Three weeks later he phoned me and told me that John was with him and getting better. Three weeks after that he brought his nephew back to school. A very quiet almost emaciated John Mutonono. How his uncle had cured him I then had no idea, and he didn’t volunteer anything.
John greeted me gravely. He had lost much of his intensity and some of his intelligence. But not so much to stop him, after some intensive coaching from me and other  teachers, from writing his A Levels six months later in November and scraping a pass.
He came to see me the following term to thank me. I reckoned that he was well enough to be told about what we had all experienced during his illness. He confessed that he remembered absolutely nothing of that three month period, except he had been told that his uncle had taken him to a famous sangoma (spiritual and herbal healer) in Bulawayo where he had stayed a few days. He didn’t remember what had happened at the sangoma’s house.
Then I ventured to ask him something which had been puzzling me. ‘Why didn’t any of the Zimbabwean teachers get involved?’ I asked.
John shrugged. ‘They suspected’, he said,
‘Suspected what?’ But I understood now.
‘About my ancestors Mr. Margo, and they were afraid.

Postscript

Twenty five years later  in May 2012 I found  John on Facebook. I started corresponding with him ,and he sent me his CV . John has done well for himself. He has a MSc in Finance and BCom honours , and is today the  manager of a large  bank in Zimbabwe, is married with  six children and owns a prosperous stock farm in the Midlands . This is the email reply he sent to me on reading the story  I wrote about this incident  and which I sent him  on 11 May  2012

John Mutonono Johnmu@kingdom.co.zw
2:00 PM (42 minutes ago)

to me
Thank you very much for the story, I will keep it for my children to read. Thank you very much Mr Margo Only God knows why and how I managed to meet you. I will never forget your assistance to me, and the help you gave me when I was starting temporary teaching. I pray that one day we will be able to meet again. Please let me have the other stories if you are free to do so. Zimbabwe is still struggling economically because of sanctions and dollarization. Not much is being produced by our own local companies. Unemployment levels still soaring and liquidity challenges as people lack confidence in our local banks. A lot of things have changed some for the better others for worse.
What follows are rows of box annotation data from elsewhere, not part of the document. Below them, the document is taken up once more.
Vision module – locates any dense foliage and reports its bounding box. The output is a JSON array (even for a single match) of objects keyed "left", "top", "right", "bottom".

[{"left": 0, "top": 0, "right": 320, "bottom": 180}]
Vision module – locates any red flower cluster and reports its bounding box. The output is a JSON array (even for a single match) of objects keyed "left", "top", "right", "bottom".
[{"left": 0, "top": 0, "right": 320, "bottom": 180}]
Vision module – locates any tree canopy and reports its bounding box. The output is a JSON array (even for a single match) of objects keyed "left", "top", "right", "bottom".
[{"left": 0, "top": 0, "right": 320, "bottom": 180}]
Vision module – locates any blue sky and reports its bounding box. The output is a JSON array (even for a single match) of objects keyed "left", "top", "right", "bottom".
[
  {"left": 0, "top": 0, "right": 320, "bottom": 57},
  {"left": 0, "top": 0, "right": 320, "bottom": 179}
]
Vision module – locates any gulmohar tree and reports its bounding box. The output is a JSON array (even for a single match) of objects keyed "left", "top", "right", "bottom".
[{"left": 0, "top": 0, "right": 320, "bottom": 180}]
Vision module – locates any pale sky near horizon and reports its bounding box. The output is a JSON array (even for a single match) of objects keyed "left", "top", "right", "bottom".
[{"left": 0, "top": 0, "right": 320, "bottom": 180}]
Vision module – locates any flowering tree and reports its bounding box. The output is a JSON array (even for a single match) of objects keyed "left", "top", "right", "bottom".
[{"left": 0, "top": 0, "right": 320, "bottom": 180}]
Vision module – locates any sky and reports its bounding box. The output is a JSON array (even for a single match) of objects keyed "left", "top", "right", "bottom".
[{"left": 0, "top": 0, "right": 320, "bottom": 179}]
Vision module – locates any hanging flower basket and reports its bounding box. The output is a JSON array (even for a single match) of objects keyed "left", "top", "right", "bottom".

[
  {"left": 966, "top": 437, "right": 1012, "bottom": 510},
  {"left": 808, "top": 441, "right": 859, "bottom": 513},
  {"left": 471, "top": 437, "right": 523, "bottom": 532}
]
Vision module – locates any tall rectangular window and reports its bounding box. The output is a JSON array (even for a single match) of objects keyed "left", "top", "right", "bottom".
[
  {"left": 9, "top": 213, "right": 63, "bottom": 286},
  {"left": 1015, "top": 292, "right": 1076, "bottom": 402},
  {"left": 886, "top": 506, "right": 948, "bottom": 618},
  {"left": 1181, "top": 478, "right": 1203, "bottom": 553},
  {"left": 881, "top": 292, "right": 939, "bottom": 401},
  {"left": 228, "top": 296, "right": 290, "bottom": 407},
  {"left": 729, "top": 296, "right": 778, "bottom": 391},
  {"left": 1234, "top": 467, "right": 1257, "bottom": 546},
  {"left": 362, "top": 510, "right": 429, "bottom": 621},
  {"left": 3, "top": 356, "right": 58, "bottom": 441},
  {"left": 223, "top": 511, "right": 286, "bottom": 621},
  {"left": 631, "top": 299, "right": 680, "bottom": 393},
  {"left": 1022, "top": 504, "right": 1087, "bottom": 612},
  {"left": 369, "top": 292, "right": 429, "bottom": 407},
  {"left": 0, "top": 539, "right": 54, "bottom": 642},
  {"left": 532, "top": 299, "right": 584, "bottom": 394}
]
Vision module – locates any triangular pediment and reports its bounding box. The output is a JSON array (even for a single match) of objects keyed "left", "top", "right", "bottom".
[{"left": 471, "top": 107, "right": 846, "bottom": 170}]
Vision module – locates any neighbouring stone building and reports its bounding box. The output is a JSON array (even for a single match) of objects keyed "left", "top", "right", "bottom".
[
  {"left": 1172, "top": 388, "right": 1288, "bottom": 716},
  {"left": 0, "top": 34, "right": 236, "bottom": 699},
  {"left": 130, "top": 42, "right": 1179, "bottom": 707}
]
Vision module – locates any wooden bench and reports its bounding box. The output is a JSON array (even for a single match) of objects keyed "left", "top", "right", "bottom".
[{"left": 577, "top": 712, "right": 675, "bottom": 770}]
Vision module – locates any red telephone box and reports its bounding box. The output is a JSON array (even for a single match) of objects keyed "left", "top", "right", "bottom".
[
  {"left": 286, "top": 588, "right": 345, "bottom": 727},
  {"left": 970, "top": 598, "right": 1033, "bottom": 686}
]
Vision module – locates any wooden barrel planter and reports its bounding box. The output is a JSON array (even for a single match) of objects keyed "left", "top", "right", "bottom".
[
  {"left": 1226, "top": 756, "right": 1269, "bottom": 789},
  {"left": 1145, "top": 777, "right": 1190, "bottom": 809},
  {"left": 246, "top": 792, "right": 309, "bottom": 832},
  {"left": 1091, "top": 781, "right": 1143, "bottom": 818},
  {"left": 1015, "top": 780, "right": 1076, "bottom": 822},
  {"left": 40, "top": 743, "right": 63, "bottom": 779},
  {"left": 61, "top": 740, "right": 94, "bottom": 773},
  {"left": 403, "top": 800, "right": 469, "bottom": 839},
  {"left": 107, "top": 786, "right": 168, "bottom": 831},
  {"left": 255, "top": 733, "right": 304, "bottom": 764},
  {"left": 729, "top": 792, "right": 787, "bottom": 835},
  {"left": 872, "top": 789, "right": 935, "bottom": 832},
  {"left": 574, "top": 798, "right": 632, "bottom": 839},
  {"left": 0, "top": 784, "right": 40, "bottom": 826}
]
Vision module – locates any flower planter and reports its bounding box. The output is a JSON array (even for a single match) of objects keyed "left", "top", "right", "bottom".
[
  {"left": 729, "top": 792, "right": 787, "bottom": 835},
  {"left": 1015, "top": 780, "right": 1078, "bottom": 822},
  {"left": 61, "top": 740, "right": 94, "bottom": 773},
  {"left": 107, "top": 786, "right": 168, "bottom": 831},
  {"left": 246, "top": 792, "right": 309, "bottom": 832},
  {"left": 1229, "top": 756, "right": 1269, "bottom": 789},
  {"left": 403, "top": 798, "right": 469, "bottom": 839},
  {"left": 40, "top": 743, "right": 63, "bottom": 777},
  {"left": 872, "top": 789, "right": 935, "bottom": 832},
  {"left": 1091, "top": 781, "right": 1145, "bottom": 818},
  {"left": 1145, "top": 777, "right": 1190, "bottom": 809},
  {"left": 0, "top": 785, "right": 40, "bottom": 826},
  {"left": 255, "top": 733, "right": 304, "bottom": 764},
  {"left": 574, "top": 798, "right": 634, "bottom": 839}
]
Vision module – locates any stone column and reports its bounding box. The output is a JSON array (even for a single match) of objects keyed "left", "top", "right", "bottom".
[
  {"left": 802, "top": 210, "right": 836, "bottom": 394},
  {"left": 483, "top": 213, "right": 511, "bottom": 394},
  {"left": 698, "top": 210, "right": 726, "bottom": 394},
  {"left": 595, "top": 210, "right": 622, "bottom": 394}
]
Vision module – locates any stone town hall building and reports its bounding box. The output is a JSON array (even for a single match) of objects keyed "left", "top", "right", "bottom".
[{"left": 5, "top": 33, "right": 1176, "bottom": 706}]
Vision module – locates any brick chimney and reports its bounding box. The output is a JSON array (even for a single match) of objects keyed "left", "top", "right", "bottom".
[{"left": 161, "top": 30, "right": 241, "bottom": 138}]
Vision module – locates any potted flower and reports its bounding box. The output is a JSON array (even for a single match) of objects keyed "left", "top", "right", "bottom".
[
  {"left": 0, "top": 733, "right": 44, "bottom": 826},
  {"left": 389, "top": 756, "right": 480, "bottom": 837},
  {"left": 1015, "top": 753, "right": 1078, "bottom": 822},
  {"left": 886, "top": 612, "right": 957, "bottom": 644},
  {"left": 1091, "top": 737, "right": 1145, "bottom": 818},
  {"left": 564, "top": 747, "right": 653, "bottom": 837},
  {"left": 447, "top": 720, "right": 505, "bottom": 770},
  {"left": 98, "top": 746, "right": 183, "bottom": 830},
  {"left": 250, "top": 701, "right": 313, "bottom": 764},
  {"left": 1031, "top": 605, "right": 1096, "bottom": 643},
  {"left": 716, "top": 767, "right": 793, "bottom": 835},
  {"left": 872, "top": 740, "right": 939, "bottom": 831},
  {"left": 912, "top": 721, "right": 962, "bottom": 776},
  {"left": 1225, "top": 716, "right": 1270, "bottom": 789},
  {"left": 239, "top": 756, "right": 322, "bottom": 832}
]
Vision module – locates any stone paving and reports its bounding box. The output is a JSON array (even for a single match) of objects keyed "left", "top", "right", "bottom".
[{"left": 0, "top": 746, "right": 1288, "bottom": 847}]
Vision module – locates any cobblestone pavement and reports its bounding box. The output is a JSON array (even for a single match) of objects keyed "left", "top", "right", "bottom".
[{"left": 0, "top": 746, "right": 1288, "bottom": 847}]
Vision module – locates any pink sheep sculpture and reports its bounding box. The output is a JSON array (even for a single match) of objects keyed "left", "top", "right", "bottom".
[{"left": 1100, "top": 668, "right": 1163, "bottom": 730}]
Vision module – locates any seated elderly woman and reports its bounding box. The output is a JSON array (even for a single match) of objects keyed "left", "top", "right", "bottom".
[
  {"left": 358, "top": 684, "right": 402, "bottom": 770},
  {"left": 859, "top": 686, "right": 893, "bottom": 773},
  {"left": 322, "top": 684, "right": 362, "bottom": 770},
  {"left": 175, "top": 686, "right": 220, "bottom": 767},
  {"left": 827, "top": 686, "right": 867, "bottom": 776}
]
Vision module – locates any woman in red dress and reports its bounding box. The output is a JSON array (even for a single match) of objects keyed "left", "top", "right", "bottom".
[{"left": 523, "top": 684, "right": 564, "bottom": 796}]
My uncle my mother brother  who was in Hwange you talked to is now late. We also lost the last born sister she died  at the age of 21 on 11February 2009 in a way which shocked all of  us  she was not suffering from anything.  The other three brothers and four remaining sisters are all qualified teachers and they now all have their families. My mother is still alive though growing old.

All those other relatives who were trying all sorts of funny things on me and our family  are now late  together with their wives. God punished them, one of them hanged himself inside a hut.

Thank you.
Will want to continue keep in touch with you.